We analyzed results from both surveys using Statistical Analysis System (SAS 9.3). Chi-square and Wilcoxon rank-sum tests were used to compare knowledge and practice variables from the pre- and post-vaccination surveys. We used multivariable logistic regression analysis to (1) evaluate changes in knowledge of cholera prevention and transmission and hygiene practices after the vaccine campaign; (2) examine whether proxies for socioeconomic status (i.e. ever having attended school and access to electricity at home) were associated with these outcomes; and (3) assess whether cholera knowledge was associated with hygiene practices. Multivariable models included a variable for survey (1 versus 2), ever having attended school, and electricity access in the home. To assess for confounding, we first identified baseline variables that were differentially distributed between the two surveys and were associated with any outcome at a p-value≤0.05. These variables (farming occupation, latrine, open defecation) were then included in the multivariable models and those that altered the effect estimate for the survey variable by >10% were retained in the final model.

Results

A total of 811 households from 53 different localities were surveyed pre-vaccination (Survey1), and 518 households from 47 localities were interviewed post-vaccination (Survey2). Eighty-two of the 600 households randomly selected to complete Survey2 (13.7%) were not interviewed: 43 households had been destroyed or no longer existed, 12 households were empty despite two visit attempts, and 1 household resident was deceased. The remaining 26 households were either not accessible because of challenges presented by the rainy season or they could not be physically located based on the information in the census. Because there were few official addresses in this area, drawn markings had been made during the census to label and number houses; and in some cases, they were no longer legible.

Vaccine coverage

Vaccine coverage is described in detail elsewhere and was estimated between 76.7–92.7% of the population of the region, with the lower limit of the range estimated by census and registration data and the upper limit estimated from Survey2 [25]. A total of 41,242 individuals received 2-dose series of the OCV. Of the 518 Survey2 respondents, 480 (92.7%) [95% CI 90.1%–94.6%] reported receipt of at least one dose of the cholera vaccine, and 419 (80.8%) [95% CI 77.3%–84.0%] provided their vaccination cards for verification.

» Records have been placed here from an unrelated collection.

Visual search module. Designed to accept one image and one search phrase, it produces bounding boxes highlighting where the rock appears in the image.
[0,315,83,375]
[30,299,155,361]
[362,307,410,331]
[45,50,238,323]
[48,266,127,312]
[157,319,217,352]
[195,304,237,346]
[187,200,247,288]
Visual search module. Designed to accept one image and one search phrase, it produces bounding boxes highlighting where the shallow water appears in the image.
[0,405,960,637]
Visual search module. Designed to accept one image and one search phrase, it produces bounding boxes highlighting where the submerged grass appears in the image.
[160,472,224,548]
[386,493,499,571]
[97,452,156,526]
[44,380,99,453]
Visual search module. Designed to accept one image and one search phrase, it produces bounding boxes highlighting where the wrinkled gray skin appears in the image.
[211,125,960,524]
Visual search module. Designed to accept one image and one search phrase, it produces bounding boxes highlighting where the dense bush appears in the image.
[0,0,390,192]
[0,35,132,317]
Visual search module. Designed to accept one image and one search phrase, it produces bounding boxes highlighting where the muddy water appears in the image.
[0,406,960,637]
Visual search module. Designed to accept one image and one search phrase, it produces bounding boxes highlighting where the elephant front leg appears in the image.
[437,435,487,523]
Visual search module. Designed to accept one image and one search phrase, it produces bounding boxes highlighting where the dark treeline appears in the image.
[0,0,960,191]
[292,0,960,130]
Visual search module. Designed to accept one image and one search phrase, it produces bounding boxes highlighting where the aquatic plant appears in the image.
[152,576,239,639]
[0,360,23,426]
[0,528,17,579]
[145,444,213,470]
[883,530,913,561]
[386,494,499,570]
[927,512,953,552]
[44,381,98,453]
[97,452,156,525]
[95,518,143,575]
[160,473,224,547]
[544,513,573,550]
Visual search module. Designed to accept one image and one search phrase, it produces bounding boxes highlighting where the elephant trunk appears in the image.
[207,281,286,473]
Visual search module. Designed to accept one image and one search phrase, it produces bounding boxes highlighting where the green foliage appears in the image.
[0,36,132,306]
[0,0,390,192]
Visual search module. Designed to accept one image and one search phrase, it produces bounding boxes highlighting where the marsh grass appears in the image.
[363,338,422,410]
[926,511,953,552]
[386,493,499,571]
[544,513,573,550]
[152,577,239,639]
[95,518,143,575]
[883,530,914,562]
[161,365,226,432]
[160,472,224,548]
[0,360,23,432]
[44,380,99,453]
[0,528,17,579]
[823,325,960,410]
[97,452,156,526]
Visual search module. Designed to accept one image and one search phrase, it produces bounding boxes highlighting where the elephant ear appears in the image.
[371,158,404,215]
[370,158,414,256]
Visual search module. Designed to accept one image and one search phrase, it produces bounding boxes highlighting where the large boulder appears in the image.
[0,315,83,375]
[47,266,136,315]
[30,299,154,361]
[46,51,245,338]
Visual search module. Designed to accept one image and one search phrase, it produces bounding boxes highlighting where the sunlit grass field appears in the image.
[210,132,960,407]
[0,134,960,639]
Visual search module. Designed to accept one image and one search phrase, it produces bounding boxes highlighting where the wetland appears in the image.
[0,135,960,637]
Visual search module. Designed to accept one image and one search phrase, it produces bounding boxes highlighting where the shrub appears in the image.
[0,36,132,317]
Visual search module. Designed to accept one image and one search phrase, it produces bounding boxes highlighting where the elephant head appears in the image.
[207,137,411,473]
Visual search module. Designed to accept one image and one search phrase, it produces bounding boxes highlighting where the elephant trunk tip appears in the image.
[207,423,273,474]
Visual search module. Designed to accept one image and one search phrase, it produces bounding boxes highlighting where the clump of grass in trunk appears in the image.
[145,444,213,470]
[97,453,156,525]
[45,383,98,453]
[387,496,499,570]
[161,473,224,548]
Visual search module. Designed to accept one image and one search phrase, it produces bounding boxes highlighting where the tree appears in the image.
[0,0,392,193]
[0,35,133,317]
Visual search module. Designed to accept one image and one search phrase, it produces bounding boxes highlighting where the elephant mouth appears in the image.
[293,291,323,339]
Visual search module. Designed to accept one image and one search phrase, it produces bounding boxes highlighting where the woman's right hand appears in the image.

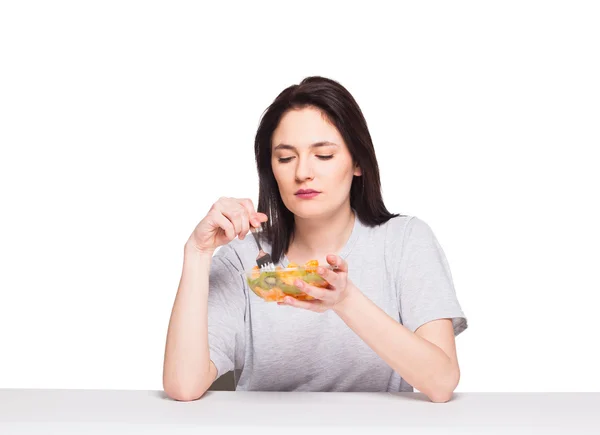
[186,197,268,255]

Demographic characteristics of survey respondents

Baseline demographic characteristics for pre-and post-vaccine survey respondents were generally similar (Table 1); however statistically significant differences between the two time points were observed for household size, number of people sharing a toilet, toilet type, and having a farming occupation. 65.2% of Survey1 respondents reported use of latrine compared to 46.9% in Survey2. Farming was the most common occupation representing 69.5% of Survey1 respondents and 76.1% in Survey2.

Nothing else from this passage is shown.